Text, dark constellations. 

Globe with a point at Utah, United States. Text, Panorama of the Milky Way Utah, United States. 

For millennia, people have been captivated by the broad river of light, the milky way, and the patterns of stars that light up the night sky. 

The galaxy. Greek figures mapped onto the constellations. 

Text, From these patterns arose constellations and stories of heroes and tricksters, gods and goddesses, creation and destruction. 

Text, Modern Western constellations based on ancient Greek and Islamic astronomy. 

Hawaiian starlines used by Polynesian navigators. Different patterns map onto stars. 

Traditional Dakota, or Lakota, star knowledge, north central United States and Canada. 

Different figures. 

Point on globe at Utah, United States, 44 degrees north. 

Point at Cusco, Peru, 13 degrees south. 

Five hundred years ago, from the peaks of the Andes Mountains in south america, the Inca civilization had its own view of the night sky. 

The Inca constellations were assembled not only from bright points of light, but also from diffuse glowing regions and dark patches in between. 

A figure in the sky. Text, painting of the inca view of the night sky,, Cusco, Peru. 

For the incas, the band of the Milky Way was the celestial river, Mayu, the source of earth's water. 

The dark clouds, or yana phuyu, were animals that came to drink from the life-giving river. 

Mach acuay, the serpent. 

Hanp atu, the toad. Yutu tinamou, the partridge. Llamacnawin, eyes of the mother llama, unallamach, baby llama, atoq, the fox, micheq, the shepherd, 

Telescopes on the ground and in space provide yet another view of the figures in the night sky. 

With telescopes we can see that each of the mother llama's bright eyes is composed of a small group of stars. 

Zooms in on two stars in the constellation.

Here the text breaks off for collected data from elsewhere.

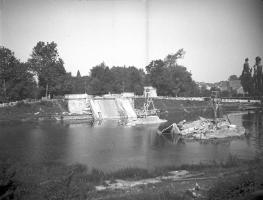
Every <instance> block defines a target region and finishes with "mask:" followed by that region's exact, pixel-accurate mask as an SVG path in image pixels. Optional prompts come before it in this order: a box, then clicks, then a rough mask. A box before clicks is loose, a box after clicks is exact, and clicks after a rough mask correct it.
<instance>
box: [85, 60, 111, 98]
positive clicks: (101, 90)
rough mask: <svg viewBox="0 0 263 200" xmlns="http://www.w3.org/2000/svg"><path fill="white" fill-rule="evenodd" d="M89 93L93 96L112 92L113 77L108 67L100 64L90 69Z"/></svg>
mask: <svg viewBox="0 0 263 200" xmlns="http://www.w3.org/2000/svg"><path fill="white" fill-rule="evenodd" d="M90 79H91V80H90V84H89V91H90V93H91V94H93V95H102V94H107V93H109V92H112V83H113V80H114V79H113V76H112V73H111V71H110V69H109V67H108V66H106V65H105V63H104V62H103V63H101V64H100V65H97V66H95V67H93V68H92V69H91V73H90Z"/></svg>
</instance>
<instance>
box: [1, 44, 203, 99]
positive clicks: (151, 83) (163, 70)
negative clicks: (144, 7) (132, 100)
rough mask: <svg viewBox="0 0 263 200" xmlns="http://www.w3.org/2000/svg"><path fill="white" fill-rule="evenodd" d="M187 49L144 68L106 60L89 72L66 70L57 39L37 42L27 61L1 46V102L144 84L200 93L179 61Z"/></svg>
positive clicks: (140, 85) (191, 76)
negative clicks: (105, 63) (120, 64)
mask: <svg viewBox="0 0 263 200" xmlns="http://www.w3.org/2000/svg"><path fill="white" fill-rule="evenodd" d="M184 54H185V52H184V50H183V49H180V50H178V51H177V52H176V53H175V54H172V55H167V56H166V57H165V59H163V60H161V59H159V60H153V61H151V62H150V63H149V65H147V66H146V67H145V70H146V72H145V71H144V70H143V69H138V68H136V67H134V66H113V67H111V68H110V67H109V66H107V65H106V64H105V63H104V62H103V63H101V64H99V65H97V66H94V67H93V68H92V69H91V70H90V74H89V75H88V76H81V74H80V72H79V71H78V72H77V75H76V76H73V75H72V74H71V73H69V72H66V70H65V67H64V62H63V60H62V58H61V57H60V56H59V53H58V49H57V44H56V43H55V42H50V43H48V42H41V41H40V42H38V43H37V44H36V46H34V48H33V50H32V54H31V55H30V57H29V58H28V60H27V61H26V62H21V61H20V60H19V59H17V58H16V57H15V55H14V52H12V51H11V50H10V49H8V48H5V47H3V46H1V47H0V102H8V101H13V100H21V99H26V98H34V99H36V98H41V97H44V96H49V95H50V96H51V97H54V96H63V95H64V94H74V93H75V94H77V93H88V94H91V95H102V94H106V93H121V92H134V93H135V94H137V95H142V94H143V87H144V86H150V85H151V86H153V87H156V88H157V92H158V95H163V96H198V95H201V96H202V94H201V93H200V90H199V88H198V87H197V84H196V83H195V81H194V80H193V79H192V74H191V73H190V72H189V71H188V70H187V68H186V67H184V66H181V65H178V64H177V60H178V59H180V58H183V56H184Z"/></svg>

Alpha centauri system, riger kentaurus, visible light. Beta centauri system, hadar. Infrared light. 

The fox's red eyes are clouds of glowing gas and starlit dust known as nebulae. 

Zooms in on the constellation. Lobster nebula, x ray visible, and infrared light. Cat's paw nebula, visible light. 

And the dark bodies of the animals are not just empty voids. 

Zooms in on Milky Way. Central Milky Way, visible light. 

They are dust clouds so dense that they block the visible light of more distant stars almost completely. It is within and from these dense clouds of dust that new stars, and new planetary systems, are born. 

Although it is dark to our unaided eyes and to the sensors in a visible light telescope, the shadowy dust of the milky way emits a bright infrared glow. Lobster Nebula and Cat's Paw nebula, infrared light. 

While our eyes allow us to see the energy of hot stars and gas of the animal's eyes, the infrared telescope reveals the energy emitted by their warm dusty bodies. 

Panorama of the milky way, Cerro Paranal, Chile. Buildings in a deserted area. 

Whether viewed through the lens of human culture or the optics of a telescope, stories of the cosmos are written in the light and silhouettes of the night sky.